Jacinta le mostró el último regalo que le había hecho su padre. Alvarito había visto alguno en la ciudad, pero no tan de cerca. La muchacha que ya estaba vestida como una señorita de dieciocho años, dio manivela al gramófono y sonó un tango. Cogió a Alvarito de la mano y le enseñó unos primeros pasos, pero el chico se sintió un poco incomodo. Jacinta le gustaba y si seguía así no iba a poder controlar su cuerpo. Ella se rió y quitó la música, lo volvió a coger de la mano y se lo llevó al salón de baile pero que se usaba también como salón de actos, de hecho había sillas a modo de butacas frente a un piano negro de cola y muy cerca había un violoncelo apoyado en una silla y sobre la silla estaba el arco.
Jacinta le indicó a Alvarito que se sentase frente aquella silla que soportaba el instrumento y donde la joven se acomodó subiendo la saya y allí entre sus piernas colocó el instrumento. Se apoderó del arco que inmediatamente hizo rozar sobre las cuerdas.
Alvarito seguía sumergido en esos recuerdos y volvía a ponerse sofocado. Nunca había visto antes unas piernas de mujer y tan cerca. Cuando Jacinta hubo terminado el pequeño concierto, se liberó del violonchelo y se puso en pie para decirle, “¿Qué te ha parecido?”, el joven aplaudía y decía bravo, mientras ella hacia pequeñas risitas entonces acercó sus labios a los de él y lo besó. A Alvarito por erizarse, se le erizó todo y se abalanzó sobre ella a besarla mejor, cayéndose sobre la alfombra, y Alvarito sobre Jacinta. Ella lo abrazaba y lo besaba. El decidió acariciarla por los senos. “¿te gusta como me queda mi nuevo corsé?” le preguntó Jacinta. Y en ese instante se oyó llegar un coche. Ella apresurada se levantó y él también. Jacinta le explicó que era su padre el cual no quería ver a ningún pretendiente a solas con ella o le cortaría las piernas. Los dos pensaron que lo mejor era que se fuese por la puerta de servicio. Ella le propinó un último beso sin importarle que estuviese delante la cocinera y le puso algo en el bolsillo para que la recordase al estar a solas. Cuando salió en dirección de la verja principal, estando ya a mitad de camino, se le encara frente a él un pitbull con muy mala cara. Alvarito echó a correr y cuando pudo saltó por la tapia, alcanzando el suelo apoyando su muñeca que le produjo un dolor horrible.
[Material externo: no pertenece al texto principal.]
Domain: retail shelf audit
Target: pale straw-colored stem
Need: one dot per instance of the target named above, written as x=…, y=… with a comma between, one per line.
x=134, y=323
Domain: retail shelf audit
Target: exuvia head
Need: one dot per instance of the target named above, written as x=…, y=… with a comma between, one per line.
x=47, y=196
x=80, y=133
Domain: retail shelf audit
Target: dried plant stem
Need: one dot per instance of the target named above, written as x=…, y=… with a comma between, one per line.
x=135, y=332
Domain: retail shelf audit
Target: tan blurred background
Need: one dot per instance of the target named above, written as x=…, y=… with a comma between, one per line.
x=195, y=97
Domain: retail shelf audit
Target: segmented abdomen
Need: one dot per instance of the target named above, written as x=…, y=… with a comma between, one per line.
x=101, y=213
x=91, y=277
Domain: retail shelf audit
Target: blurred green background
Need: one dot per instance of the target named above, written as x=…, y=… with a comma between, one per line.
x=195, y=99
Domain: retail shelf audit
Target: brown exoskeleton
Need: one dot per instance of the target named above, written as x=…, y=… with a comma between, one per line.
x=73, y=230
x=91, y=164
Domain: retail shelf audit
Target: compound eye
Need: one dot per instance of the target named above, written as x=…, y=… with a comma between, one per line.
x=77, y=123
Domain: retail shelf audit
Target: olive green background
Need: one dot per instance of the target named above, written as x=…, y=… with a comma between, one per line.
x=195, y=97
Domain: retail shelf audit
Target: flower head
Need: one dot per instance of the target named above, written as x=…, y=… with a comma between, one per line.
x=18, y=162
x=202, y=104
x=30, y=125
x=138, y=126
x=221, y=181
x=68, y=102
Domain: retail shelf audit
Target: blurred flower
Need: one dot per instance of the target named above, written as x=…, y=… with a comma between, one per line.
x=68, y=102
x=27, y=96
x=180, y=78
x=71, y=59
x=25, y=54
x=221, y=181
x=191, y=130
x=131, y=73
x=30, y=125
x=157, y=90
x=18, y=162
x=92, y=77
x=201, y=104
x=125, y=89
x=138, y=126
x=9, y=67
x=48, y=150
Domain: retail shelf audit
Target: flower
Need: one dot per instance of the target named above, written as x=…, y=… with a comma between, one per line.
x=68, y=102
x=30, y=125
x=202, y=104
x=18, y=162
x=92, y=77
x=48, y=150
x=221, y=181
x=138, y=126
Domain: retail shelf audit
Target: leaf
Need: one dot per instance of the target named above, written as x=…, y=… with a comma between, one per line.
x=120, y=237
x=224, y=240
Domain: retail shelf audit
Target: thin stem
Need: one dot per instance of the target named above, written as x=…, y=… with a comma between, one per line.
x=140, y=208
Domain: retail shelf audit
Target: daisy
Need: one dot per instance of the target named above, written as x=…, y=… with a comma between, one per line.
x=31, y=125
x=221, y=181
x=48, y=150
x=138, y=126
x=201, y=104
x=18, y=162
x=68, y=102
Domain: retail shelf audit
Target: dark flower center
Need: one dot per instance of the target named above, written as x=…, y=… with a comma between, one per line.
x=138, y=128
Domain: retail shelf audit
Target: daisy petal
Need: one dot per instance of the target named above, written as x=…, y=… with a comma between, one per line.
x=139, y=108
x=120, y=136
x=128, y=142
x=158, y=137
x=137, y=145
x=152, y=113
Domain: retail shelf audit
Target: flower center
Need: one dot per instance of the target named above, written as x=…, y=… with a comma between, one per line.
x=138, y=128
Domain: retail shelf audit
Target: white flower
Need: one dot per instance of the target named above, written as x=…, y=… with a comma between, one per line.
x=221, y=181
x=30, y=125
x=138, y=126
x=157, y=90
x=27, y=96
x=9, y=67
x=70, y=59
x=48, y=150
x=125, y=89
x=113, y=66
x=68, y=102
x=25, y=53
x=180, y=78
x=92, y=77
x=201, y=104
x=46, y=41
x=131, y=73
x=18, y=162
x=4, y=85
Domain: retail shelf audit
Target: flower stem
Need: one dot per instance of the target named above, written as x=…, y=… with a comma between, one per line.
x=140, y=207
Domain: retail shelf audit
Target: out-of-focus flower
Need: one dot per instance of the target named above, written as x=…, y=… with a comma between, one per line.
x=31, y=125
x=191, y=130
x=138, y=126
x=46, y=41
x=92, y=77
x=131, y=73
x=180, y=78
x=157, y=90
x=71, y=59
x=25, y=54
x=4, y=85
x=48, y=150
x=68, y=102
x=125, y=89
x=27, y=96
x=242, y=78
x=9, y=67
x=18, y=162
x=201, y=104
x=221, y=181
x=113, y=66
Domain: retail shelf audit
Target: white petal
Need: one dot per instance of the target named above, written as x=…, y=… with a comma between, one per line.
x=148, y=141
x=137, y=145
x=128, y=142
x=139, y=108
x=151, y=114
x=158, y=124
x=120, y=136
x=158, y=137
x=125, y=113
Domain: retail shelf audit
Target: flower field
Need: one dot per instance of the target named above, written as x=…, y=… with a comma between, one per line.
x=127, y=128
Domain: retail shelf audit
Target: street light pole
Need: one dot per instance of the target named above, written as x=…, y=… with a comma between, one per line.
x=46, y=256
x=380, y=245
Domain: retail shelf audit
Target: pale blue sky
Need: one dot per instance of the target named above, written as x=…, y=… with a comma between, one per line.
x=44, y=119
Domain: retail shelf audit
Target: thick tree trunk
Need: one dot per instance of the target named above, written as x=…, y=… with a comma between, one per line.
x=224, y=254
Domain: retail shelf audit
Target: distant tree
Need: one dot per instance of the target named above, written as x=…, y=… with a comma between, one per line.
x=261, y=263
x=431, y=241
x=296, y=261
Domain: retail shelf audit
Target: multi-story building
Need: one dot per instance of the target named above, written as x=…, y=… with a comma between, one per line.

El joven llevaba la misma chaqueta del día anterior. Miró a su padre conducir y luego metió su mano izquierda en el bolsillo de la chaqueta. Palpó una especie de joya. Era el regalo de su amada. Alvarito iba feliz a hacerse su primera radiografía. No le importaba si estaba rota su muñeca o era una fisura. Jacinta estaba interesada en él y es lo que importaba.
El olor del vertedero municipal le hizo espabilar de sus pensamientos. Estaba a pocos metros de la entrada a la ciudad.
Don Álvaro miró hacia un lado y hacia otro y se metió al centro esquivando gente y carruajes y lamentando que su bonito coche se llenase de polvo, de repente soltó un silbido y Alvarito miró para el callejón donde su padre tenía la vista clavada, Era Jacinta dejándose manosear por el director del banco, un hombre que le sacaba treinta años. “Las hay que no pierden el tiempo” dijo su padre, mirando a su hijo. “Le queda bien el nombre de la calleja de los cuernos” Dijo Alvarito, mientras tiraba el regalo de Jacinta por la ventanilla del coche.
Creo hijo mío que te estas haciendo mayor. Ésta noche te llevaré al teatro Iris”. Dicho ésto aparcó el coche frente a la casa consistorial y se dirigieron al hospitalillo.